01.05.19 #IOM50

Writing the IOM book by Anthony Seaton

It was first suggested to me by the late Mike Jacobsen back in the 1980s, as the famous Pneumoconiosis Field Research was coming to a close. “Someone ought to write the history of the PFR”, he said.  Mike wrote well but like most scientists he preferred the doing to the writing up; as nobody was better equipped than he to do it, it wasn’t done. And the story of the PFR was only part of a bigger story, the story of the campaign to prevent lung disease in miners, and the IOM’s part in that bigger story was in turn only a part of the IOM’s own story. All that was a part of one of the biggest stories of the era, now acknowledged as the Anthropocene, of man’s changing of the planet. As I approached my 80th birthday, I had decided to write the story of coal and as I was finishing Farewell King Coal, just a year ago, Rob Aitken asked me to co-write and edit a book about the IOM to celebrate its 50th anniversary. It seemed impossibly short notice, but then I remembered my colleagues from the time I was Director and I knew how well they wrote.

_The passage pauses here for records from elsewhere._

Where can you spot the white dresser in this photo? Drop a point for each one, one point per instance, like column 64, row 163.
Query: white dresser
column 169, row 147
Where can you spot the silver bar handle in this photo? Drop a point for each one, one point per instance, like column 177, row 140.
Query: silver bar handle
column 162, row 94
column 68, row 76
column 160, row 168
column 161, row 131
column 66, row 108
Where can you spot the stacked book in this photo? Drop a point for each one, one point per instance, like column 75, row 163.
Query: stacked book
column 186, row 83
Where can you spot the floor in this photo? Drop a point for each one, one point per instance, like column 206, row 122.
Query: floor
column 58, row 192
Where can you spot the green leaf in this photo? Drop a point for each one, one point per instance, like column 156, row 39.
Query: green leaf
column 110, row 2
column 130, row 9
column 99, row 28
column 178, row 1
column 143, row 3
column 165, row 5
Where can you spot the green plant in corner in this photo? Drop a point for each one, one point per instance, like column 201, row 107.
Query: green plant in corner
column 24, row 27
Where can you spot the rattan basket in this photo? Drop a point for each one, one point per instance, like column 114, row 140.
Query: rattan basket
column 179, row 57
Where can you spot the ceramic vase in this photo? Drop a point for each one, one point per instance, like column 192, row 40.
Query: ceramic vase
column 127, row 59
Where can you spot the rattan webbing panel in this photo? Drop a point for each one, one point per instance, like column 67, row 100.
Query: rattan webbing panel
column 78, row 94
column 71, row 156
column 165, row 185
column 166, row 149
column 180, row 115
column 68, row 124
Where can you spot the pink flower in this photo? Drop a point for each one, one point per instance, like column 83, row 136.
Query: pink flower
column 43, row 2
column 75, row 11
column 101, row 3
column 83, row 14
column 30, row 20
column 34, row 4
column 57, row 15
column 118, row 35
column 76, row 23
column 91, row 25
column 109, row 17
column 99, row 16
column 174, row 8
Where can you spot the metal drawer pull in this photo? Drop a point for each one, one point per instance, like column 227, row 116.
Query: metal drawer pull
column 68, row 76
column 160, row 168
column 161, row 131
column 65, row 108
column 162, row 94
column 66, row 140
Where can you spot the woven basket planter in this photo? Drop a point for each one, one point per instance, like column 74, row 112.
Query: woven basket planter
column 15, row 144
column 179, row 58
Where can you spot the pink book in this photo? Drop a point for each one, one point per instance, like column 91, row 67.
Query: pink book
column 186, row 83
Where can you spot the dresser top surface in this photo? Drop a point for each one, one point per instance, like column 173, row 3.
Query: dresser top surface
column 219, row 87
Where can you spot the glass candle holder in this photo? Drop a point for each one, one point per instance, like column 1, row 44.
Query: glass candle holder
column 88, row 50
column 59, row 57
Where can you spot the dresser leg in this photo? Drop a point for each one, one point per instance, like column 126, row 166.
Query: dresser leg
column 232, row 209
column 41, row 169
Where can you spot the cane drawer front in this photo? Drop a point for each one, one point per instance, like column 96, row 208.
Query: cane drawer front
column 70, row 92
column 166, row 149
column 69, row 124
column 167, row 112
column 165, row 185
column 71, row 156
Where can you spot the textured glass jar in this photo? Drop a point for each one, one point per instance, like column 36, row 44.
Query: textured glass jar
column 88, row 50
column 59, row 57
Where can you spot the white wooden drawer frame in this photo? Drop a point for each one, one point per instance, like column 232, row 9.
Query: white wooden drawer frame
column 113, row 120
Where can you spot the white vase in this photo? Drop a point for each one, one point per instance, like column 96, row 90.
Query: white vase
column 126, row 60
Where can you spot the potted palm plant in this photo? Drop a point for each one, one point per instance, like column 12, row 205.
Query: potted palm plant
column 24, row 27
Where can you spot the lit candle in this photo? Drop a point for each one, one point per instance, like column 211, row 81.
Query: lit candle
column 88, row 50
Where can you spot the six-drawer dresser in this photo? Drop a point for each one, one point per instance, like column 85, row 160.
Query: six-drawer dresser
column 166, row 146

Between us we could cover the range of IOM activities from the earliest days. My three successors, Colin Soutar, Phil Woodhead and Rob Aitken, and I could describe the achievements and storms we had weathered over those 50 years, so the format fell neatly into place, the four IOM heads describing their terms of office and four of our colleagues covering the main academic and service disciplines; Fintan Hurley for epidemiology, John Cherrie for occupational hygiene, Ken Donaldson for pathology, Richard Graveling for ergonomics, Alastair Robertson for service developments, and Rob Aitken for nanotechnology. All were friends who had been at IOM in my time and others, including Richard Love and Robert Bolton contributed with comments. Over some six months I resumed the role of gaffer that I had left in 1990 and drove them mad with my obsessional rewriting and editing of their work until we all agreed that it was ready to be handed over to Aimee and her production team.

What we have produced tells the story of how IOM was born a child of the National Coal Board, achieved its main initial objective of understanding miners’ lung diseases and their prevention, became a major UK winner of European grants in industrial disease and ergonomics, achieved independence as a self-funding research charity, developed a successful commercial arm and a branch in Singapore, and expanded into air pollution and nanotechnology research. In writing it we have been reminded that all its achievements have been the work of teams of dedicated individuals who have shared with us the excitement and tribulations of working for this unique institute and to whom the book is dedicated.